Find the GDB manual and other documentation resources online at:
    <http://www.gnu.org/software/gdb/documentation/>.

For help, type "help".
Type "apropos word" to search for commands related to "word"...
Reading symbols from mpirun...
(No debugging symbols found in mpirun)
(gdb) r
Starting program: /usr/bin/mpirun 
[Thread debugging using libthread_db enabled]
Using host libthread_db library "/lib/aarch64-linux-gnu/libthread_db.so.1".

Program received signal SIGILL, Illegal instruction.
0x0000007fb7ec5cfc in ?? () from /usr/lib/aarch64-linux-gnu/libopen-pal.so.40

 

눈이 이상해졌나 open-pam 인 줄.. -_-

아무튼 libopen-pal 혹은 OPAL  이라는 녀석이 현재 문제인데

openmpi는 liboshmem(shared memory 관리?) libmpi 그리고 libopen-pal로 구성된다고 한다.

That is, they are compiled into separate libraries: liboshmem, libmpi, libopen-pal with a strict dependency order: OSHMEM depends on OMPI, OMPI depends on OPAL.

[링크:  https://docs.open-mpi.org/en/v5.0.x/developers/terminology.html]

 

open PAL은 체크포인트 와 프로그램 재시작을 할 수 있도록 해주는 녀석이니..

프로세서에 대해서 잘 알아야 프로그램을 멈추고 실행하게 할테니..

반대로 생각하면 odroid-c2에서 적용된 aarch64 버전이 amlogic 기반의 ap와는 맞지 않게 빌드된걸려나?

Open PAL can involuntarily checkpoint and restart sequential programs. Doing so requires that Open PAL was compiled with thread support and that the back-end checkpointing systems are available at run-time.

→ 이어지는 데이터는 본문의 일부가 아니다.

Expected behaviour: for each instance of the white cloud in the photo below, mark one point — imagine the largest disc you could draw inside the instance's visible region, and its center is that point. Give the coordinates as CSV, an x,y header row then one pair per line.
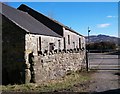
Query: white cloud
x,y
103,25
109,16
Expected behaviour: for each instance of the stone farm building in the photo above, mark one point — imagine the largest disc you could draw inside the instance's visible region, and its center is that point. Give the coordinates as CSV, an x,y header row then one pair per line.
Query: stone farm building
x,y
36,48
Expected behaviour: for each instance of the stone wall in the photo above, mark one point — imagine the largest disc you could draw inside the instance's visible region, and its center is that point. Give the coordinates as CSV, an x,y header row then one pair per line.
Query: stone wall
x,y
13,47
57,65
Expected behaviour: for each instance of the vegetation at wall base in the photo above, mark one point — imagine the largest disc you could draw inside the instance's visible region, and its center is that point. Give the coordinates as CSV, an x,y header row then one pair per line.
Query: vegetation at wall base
x,y
64,84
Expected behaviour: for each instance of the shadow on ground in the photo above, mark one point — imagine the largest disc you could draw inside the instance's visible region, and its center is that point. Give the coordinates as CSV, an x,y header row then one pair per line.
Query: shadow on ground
x,y
114,91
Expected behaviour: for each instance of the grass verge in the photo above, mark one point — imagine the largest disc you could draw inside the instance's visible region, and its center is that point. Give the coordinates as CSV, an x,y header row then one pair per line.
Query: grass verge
x,y
54,85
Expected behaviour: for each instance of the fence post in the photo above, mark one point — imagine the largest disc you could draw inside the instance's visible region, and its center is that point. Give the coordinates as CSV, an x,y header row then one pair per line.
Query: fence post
x,y
87,65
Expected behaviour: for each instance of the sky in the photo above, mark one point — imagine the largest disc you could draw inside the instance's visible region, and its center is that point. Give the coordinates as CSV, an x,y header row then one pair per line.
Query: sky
x,y
100,17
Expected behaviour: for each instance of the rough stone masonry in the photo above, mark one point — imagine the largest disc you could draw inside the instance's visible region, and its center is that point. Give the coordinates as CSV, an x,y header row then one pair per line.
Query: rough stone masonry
x,y
55,66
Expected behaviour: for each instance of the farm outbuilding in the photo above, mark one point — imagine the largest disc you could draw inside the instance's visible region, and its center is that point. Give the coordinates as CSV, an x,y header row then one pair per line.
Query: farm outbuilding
x,y
25,37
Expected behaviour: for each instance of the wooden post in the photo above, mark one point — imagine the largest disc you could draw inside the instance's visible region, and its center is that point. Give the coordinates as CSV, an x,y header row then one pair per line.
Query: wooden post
x,y
87,65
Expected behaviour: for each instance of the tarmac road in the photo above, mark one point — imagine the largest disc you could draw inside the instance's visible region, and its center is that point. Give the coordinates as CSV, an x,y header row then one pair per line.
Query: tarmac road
x,y
107,77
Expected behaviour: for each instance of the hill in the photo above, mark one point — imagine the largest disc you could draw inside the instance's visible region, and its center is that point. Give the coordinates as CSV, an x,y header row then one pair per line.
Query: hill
x,y
102,38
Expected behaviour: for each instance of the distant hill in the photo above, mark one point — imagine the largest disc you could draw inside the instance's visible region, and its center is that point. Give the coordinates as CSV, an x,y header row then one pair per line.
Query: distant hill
x,y
102,38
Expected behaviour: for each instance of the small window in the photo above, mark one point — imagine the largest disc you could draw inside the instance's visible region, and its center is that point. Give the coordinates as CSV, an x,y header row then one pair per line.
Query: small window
x,y
68,39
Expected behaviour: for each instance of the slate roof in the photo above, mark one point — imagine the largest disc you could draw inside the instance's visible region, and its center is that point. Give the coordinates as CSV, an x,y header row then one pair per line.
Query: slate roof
x,y
26,22
66,27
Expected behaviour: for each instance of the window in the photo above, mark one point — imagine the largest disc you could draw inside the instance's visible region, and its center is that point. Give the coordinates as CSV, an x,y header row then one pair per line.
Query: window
x,y
69,39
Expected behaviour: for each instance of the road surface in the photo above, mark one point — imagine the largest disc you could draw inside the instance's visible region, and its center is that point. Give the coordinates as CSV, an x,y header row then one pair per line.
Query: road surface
x,y
107,77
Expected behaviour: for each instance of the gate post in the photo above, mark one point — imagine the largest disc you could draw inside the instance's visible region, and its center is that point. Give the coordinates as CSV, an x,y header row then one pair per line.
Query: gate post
x,y
87,63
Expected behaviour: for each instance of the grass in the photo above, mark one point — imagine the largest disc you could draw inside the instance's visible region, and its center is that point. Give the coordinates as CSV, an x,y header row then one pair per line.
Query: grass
x,y
54,85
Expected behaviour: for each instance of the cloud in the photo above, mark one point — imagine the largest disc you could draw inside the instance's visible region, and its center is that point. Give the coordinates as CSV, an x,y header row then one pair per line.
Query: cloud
x,y
103,25
109,16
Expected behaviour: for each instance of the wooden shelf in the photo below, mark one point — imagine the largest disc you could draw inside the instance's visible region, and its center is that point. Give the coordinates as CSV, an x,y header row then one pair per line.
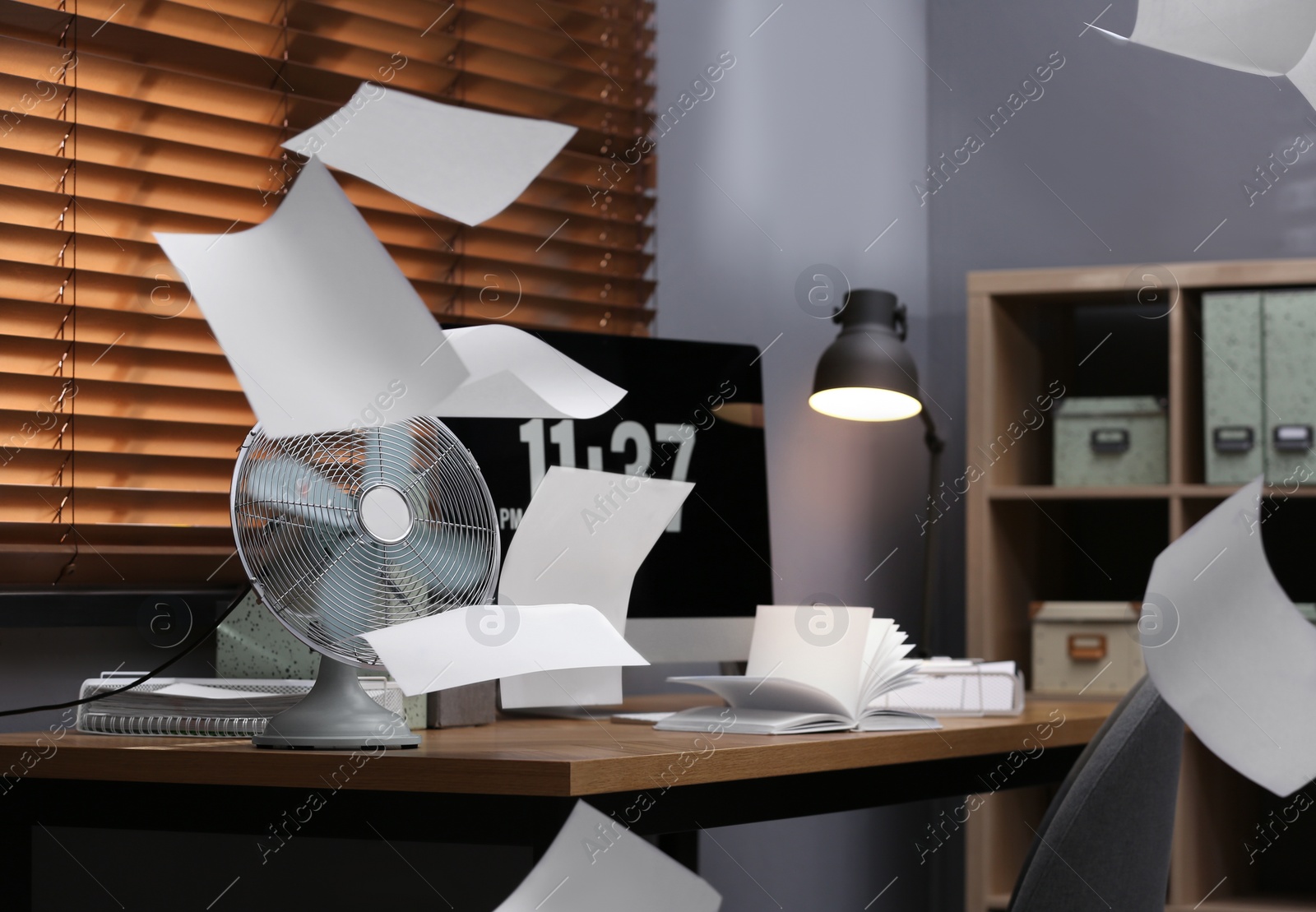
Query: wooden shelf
x,y
1135,493
1248,905
1052,493
1028,333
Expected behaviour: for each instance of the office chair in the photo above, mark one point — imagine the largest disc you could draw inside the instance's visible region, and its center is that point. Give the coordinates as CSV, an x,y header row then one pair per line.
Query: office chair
x,y
1105,842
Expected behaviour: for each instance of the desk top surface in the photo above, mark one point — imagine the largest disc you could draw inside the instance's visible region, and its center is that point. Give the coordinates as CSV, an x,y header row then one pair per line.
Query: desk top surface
x,y
553,757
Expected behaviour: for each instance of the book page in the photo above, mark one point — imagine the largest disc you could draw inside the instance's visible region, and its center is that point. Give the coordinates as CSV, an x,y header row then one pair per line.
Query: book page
x,y
776,694
816,645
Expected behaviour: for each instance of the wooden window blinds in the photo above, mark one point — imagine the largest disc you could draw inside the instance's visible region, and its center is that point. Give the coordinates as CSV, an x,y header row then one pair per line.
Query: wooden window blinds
x,y
118,414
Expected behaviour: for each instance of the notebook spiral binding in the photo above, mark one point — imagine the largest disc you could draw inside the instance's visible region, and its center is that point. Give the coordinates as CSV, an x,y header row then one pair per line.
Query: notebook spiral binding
x,y
197,727
111,716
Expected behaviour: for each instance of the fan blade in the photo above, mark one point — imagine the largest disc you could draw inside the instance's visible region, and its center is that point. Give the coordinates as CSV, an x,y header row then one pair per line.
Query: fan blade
x,y
296,490
349,599
452,561
388,457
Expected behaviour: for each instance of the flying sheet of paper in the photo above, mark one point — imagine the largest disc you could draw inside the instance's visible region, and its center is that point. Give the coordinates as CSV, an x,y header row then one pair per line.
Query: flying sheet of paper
x,y
480,642
582,539
816,645
1230,651
598,865
517,375
462,164
322,329
1267,37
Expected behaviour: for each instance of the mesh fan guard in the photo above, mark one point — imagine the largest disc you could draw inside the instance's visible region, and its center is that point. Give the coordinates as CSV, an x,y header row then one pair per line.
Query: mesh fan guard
x,y
316,563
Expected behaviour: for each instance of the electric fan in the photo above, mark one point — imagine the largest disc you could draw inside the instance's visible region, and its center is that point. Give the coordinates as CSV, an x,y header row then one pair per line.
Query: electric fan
x,y
349,532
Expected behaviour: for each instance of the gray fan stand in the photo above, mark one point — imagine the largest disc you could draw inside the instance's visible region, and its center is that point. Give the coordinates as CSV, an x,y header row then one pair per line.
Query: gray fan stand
x,y
337,715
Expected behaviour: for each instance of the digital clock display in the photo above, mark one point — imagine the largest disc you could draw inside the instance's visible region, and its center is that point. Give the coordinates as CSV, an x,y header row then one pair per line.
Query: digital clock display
x,y
693,412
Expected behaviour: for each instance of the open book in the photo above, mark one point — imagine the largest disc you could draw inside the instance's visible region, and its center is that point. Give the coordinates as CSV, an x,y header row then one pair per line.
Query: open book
x,y
813,669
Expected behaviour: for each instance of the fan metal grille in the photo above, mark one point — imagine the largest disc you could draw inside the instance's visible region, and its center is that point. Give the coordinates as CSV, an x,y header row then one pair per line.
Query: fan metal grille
x,y
313,561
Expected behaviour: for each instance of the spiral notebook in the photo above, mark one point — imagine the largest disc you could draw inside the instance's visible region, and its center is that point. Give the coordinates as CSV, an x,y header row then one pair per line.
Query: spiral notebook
x,y
201,707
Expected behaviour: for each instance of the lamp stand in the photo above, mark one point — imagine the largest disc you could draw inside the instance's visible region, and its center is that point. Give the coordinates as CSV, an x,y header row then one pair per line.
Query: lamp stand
x,y
934,447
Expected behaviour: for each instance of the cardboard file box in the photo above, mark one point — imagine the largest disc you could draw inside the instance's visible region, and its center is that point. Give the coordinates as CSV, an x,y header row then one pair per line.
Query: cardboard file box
x,y
1232,386
1289,326
1086,646
1110,441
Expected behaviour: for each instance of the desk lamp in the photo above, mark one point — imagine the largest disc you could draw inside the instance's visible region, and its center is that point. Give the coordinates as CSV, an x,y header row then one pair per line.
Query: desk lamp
x,y
869,375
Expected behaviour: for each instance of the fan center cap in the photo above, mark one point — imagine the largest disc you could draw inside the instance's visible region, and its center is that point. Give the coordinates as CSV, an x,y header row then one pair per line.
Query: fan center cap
x,y
386,515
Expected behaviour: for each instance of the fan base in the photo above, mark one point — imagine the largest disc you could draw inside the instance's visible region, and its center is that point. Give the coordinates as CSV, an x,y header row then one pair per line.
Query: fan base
x,y
337,715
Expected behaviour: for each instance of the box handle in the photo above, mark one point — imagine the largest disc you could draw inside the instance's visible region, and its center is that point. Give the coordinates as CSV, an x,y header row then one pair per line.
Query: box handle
x,y
1087,646
1293,437
1236,438
1110,440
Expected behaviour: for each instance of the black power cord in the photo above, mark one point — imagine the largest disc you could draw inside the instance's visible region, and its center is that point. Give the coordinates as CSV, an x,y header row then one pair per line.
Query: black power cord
x,y
145,677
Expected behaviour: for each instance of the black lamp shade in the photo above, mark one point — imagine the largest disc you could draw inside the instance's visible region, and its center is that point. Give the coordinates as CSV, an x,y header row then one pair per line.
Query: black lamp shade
x,y
868,374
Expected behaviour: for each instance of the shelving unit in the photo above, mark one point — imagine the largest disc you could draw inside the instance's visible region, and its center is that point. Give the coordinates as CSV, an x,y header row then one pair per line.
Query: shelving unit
x,y
1026,539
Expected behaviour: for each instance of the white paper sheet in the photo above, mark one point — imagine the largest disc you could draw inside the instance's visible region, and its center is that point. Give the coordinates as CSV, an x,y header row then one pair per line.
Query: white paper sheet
x,y
480,642
598,865
582,539
320,326
1263,37
816,645
462,164
1230,651
515,375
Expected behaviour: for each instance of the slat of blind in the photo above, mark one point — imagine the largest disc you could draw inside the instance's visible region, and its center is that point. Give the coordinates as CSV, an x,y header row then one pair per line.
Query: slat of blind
x,y
30,424
158,566
120,363
95,326
118,470
132,221
33,54
160,296
258,24
109,270
582,269
128,96
129,400
39,503
253,58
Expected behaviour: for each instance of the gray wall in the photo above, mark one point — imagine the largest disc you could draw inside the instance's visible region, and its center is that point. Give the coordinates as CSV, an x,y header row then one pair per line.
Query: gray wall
x,y
800,157
1148,149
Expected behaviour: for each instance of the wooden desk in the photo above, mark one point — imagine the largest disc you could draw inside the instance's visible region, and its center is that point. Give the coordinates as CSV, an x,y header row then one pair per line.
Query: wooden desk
x,y
465,785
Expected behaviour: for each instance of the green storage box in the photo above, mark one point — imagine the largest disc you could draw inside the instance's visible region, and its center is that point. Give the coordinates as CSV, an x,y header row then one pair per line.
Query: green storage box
x,y
253,644
1289,346
1232,387
1110,441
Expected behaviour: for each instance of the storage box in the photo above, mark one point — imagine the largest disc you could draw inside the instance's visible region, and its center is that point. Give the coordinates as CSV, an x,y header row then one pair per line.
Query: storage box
x,y
1232,387
253,644
1110,441
1086,648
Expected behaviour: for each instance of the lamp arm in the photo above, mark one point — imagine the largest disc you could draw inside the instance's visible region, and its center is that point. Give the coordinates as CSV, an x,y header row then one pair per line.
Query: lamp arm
x,y
934,447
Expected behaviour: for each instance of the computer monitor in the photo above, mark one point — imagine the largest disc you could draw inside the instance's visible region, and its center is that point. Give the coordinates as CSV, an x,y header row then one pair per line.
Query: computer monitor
x,y
714,559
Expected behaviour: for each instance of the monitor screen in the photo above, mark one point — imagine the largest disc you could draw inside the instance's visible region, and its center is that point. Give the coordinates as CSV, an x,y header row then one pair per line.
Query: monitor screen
x,y
693,412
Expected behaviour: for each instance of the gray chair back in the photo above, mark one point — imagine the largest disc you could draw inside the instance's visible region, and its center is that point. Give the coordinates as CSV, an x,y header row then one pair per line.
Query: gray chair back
x,y
1105,842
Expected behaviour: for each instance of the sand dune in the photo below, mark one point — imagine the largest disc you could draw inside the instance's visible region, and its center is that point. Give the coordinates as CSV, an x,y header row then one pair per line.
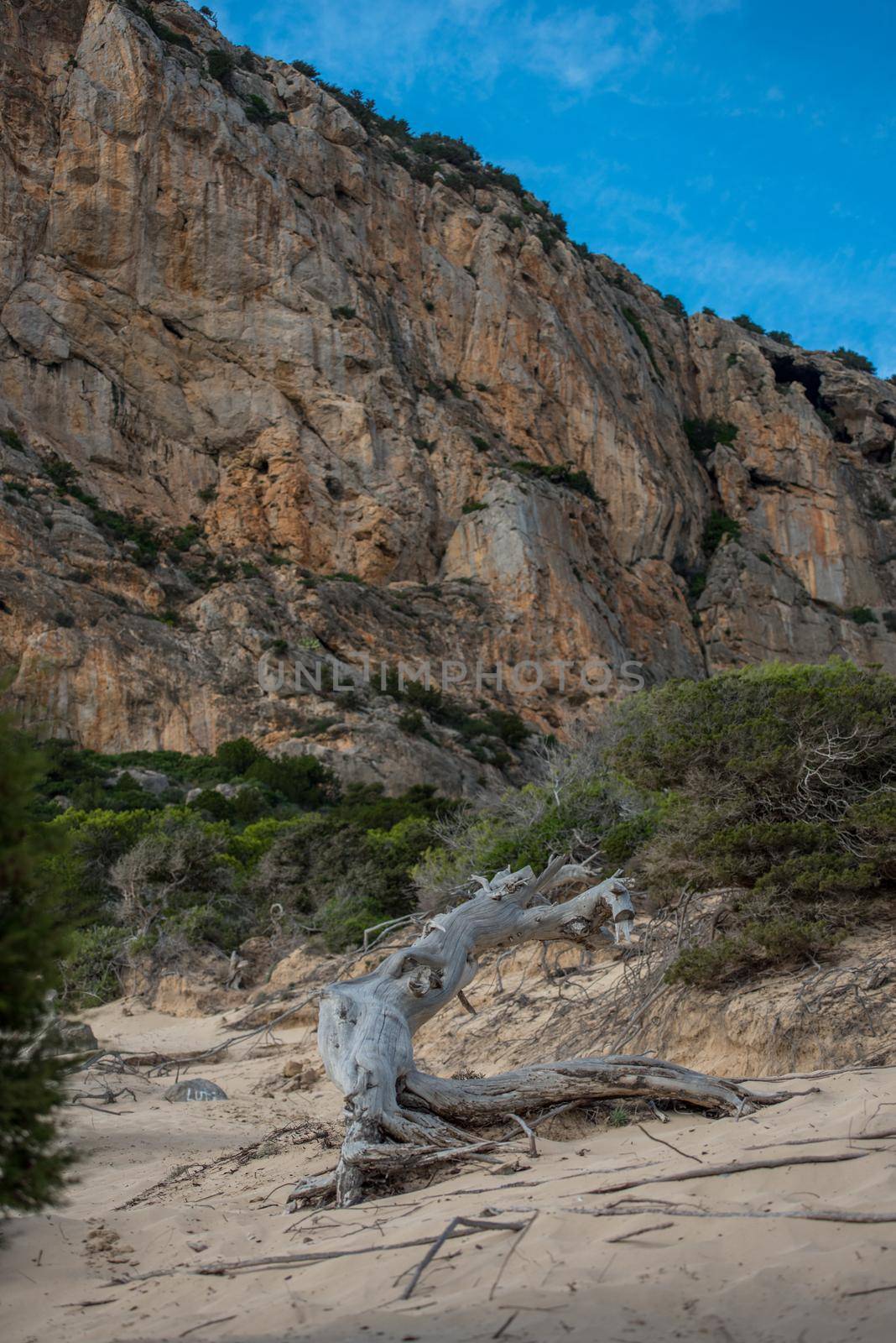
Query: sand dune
x,y
167,1188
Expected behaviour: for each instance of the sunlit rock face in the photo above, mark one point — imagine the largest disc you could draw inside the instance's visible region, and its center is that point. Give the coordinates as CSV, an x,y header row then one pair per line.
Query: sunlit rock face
x,y
315,376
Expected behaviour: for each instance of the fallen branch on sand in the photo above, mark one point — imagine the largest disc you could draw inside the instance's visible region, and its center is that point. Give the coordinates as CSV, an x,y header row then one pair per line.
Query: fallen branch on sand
x,y
730,1168
809,1215
467,1226
638,1231
398,1116
475,1224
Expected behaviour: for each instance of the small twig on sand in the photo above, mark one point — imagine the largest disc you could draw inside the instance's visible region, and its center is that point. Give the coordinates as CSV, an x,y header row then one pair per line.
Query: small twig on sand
x,y
638,1231
533,1148
809,1215
207,1325
82,1105
671,1146
732,1168
506,1259
456,1226
835,1138
468,1228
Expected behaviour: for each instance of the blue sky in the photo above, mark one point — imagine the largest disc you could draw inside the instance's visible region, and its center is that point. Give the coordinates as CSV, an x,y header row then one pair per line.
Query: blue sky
x,y
738,154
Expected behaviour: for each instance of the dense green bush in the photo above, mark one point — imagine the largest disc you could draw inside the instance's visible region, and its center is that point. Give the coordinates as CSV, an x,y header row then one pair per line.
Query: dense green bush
x,y
770,783
573,480
31,942
143,872
748,322
705,434
675,306
851,359
221,66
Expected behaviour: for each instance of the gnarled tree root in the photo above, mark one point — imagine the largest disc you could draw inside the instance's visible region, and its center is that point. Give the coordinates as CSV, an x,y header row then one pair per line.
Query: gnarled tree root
x,y
399,1121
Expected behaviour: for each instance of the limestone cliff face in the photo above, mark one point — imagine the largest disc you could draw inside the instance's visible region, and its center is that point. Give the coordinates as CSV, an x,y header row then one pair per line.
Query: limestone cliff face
x,y
294,360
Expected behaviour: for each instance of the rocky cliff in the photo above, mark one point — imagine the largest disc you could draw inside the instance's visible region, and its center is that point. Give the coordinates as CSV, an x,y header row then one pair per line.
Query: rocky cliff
x,y
273,378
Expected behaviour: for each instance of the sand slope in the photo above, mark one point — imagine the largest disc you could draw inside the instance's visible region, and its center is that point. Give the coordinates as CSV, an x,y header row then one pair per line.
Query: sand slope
x,y
716,1278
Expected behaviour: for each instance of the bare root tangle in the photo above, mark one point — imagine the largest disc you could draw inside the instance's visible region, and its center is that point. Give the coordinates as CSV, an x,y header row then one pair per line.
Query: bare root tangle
x,y
399,1121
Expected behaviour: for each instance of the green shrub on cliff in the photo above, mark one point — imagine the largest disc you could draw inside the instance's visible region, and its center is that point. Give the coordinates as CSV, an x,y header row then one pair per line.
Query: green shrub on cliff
x,y
31,942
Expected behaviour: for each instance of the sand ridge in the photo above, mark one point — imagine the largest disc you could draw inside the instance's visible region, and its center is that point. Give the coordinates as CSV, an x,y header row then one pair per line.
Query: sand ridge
x,y
168,1186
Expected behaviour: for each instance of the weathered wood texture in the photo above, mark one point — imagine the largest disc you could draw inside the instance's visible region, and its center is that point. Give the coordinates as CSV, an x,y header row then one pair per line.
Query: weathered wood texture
x,y
398,1118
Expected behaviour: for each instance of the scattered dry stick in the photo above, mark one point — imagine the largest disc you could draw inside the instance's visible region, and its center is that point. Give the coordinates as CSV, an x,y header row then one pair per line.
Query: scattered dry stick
x,y
533,1148
836,1138
475,1224
468,1228
671,1146
810,1215
730,1168
638,1231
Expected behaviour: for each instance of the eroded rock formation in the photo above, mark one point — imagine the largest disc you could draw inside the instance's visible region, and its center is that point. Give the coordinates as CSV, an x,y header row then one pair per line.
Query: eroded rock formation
x,y
310,376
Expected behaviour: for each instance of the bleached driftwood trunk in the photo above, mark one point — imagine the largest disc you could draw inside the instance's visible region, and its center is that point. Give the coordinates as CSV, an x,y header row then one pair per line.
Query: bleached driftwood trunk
x,y
398,1118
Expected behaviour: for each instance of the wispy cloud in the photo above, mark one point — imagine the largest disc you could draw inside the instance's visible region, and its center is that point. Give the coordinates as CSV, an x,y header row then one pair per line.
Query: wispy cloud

[링크 : https://www.open-mpi.org/doc/v4.1/man7/opal_crs.7.php]

 

+

odroid c2 에서 make -j4 로 openmpi-4.1.0 빌드에 걸린시간

중간에 gdb 설치한다고 순수하게 돌리면 24분쯤으로 되지 않았을까?

real 25m20.199s
user 52m9.680s
sys 5m27.920s

 

 

+

빡세게(?) 빌드까지 해서 겨우겨우 돌렸는데 왜 저런 에러가 또 나냐고 ㅠㅠ

Program received signal SIGILL, Illegal instruction.
0x0000007fb7ec236c in opal_timer_linux_find_freq ()
   from /usr/local/lib/libopen-pal.so.40

 

에러를 보니 먼가 함수명이 나와서 추적

$ grep -rn "opal_timer_linux_find_freq" .
Binary file ./opal/mca/timer/linux/.libs/timer_linux_component.o matches
Binary file ./opal/mca/timer/linux/.libs/libmca_timer_linux.a matches
./opal/mca/timer/linux/timer_linux_component.c:105:static int opal_timer_linux_find_freq(void)
./opal/mca/timer/linux/timer_linux_component.c:203:    ret = opal_timer_linux_find_freq();

$ cat opal/mca/timer/linux/timer_linux_component.c
static int opal_timer_linux_find_freq(void)
{
    FILE *fp;
    char *loc;
    float cpu_f;
    int ret;
    char buf[1024];

    fp = fopen("/proc/cpuinfo", "r");
    if (NULL == fp) {
        return OPAL_ERR_IN_ERRNO;
    }

    opal_timer_linux_freq = 0;

#if OPAL_ASSEMBLY_ARCH == OPAL_ARM64
        opal_timer_linux_freq = opal_sys_timer_freq();
#endif


$ grep -rni "opal_sys_timer_freq" .
./mca/timer/linux/timer_linux_component.c:121: opal_timer_linux_freq = opal_sys_timer_freq();
./include/opal/sys/arm64/timer.h:36:opal_sys_timer_freq(void)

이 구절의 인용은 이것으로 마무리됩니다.